La CENTIF est définie par l’article 19 de la L010comme une organisation autonome, pour autant elle n’a pas la liberté d’action souhaité face aux différentes de formes que prend le blanchiment. Tenue par l’obligation de confidentialité (art.22 L010), elle traite les renseignements financiers qui lui sont transmis uniquement par les assujettis (le trésor public, la BCRG, les banques, les organisations financières. Etc…) selon les termes de l’article 5 de la L010.
Mais force est de constater que son action est limitée car elle ne peut s’autosaisir d’un dossier sans dénonciation préalable.

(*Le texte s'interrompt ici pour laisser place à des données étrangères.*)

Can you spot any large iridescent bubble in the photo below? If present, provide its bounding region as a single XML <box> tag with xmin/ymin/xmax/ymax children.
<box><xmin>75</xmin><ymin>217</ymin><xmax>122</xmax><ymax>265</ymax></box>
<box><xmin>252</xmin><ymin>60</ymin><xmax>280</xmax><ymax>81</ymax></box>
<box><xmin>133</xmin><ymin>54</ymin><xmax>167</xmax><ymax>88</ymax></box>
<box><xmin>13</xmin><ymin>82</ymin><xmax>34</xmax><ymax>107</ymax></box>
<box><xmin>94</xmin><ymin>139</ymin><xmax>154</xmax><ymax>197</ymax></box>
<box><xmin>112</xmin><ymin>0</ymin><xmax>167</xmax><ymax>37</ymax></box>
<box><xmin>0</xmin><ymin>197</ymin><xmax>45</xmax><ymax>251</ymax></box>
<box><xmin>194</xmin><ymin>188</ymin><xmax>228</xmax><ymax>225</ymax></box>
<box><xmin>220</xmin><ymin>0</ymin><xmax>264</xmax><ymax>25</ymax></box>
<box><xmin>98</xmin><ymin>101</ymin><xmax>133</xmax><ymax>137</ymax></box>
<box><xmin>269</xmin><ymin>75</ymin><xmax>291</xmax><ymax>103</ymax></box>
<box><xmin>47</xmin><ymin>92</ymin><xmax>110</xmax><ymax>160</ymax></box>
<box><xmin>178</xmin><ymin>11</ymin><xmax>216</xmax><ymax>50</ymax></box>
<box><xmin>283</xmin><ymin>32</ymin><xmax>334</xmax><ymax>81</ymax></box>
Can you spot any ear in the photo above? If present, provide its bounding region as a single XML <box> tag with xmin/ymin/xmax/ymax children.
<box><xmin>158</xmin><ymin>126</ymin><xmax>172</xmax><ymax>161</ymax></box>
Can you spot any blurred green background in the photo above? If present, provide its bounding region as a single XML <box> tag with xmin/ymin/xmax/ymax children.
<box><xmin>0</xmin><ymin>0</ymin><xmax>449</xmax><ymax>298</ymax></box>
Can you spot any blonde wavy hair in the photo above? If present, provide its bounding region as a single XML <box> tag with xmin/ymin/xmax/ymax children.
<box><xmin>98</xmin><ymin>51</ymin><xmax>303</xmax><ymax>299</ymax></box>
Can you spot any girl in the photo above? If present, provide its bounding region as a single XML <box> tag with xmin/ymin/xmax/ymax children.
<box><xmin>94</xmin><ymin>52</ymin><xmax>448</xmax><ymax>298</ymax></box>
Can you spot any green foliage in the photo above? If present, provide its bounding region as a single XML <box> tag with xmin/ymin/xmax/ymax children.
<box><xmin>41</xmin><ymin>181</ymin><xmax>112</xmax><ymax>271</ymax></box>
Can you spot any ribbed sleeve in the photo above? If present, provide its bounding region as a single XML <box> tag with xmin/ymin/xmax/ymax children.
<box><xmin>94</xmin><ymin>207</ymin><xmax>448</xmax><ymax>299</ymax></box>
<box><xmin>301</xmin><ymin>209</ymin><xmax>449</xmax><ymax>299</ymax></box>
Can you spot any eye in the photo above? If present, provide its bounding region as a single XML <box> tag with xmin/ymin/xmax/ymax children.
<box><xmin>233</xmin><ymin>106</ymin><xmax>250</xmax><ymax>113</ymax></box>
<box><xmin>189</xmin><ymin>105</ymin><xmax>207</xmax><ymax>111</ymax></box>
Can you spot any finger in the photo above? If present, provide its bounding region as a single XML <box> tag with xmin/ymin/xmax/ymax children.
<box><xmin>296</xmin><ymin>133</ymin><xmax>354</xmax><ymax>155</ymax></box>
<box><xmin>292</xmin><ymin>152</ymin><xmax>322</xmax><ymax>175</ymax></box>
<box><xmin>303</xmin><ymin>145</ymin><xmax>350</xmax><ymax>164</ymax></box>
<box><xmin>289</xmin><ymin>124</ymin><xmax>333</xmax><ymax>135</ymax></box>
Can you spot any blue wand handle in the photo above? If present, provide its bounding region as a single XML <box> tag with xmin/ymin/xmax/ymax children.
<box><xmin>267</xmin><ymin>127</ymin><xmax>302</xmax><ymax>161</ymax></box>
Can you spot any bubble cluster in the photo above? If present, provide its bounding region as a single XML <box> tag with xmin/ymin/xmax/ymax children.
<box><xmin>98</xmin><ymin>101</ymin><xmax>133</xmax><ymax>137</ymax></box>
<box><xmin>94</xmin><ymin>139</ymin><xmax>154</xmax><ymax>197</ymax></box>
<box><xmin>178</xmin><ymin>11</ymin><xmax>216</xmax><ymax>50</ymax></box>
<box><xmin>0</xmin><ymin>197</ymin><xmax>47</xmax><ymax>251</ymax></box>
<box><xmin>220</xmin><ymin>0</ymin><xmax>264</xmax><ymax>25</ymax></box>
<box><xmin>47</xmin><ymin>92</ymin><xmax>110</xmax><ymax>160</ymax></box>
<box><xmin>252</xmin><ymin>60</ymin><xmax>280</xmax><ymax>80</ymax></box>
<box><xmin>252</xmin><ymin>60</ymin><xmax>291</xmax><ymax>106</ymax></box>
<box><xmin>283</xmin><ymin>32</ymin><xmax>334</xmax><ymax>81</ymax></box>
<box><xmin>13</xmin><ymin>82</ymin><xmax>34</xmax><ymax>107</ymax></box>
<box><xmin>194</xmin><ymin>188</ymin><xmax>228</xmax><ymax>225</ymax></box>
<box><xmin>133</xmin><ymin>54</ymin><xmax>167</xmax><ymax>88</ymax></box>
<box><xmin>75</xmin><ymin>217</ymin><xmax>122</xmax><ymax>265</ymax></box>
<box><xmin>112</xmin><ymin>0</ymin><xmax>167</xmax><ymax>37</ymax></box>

Par exemple la presse guinéenne fait état de scandale financier découlant d’un détournement de fonds ou d’une réalisation supérieure au revenu de son auteur mais les six membres de la CENTIF n’ont pas le droit de s’en saisir pour l’instant.
L’action de la CENTIF Guinée est déclenchée sur une déclaration de soupçon transmise le plus souvent par le service de conformité des banques sur toute opération égale ou supérieure à 50.000.000 gnf (article 8 alt.1) et elle s’arrête à la transmission du dossier après enquête.
Vu l’ampleur du blanchiment d’argent en Guinée, malgré l’absence de chiffre, la prochaine évaluation nationale des risques de blanchiment d’argent et de financement du terrorisme (bc et FT) doit être l’occasion de revoir les prérogatives de cette cellule en Guinée.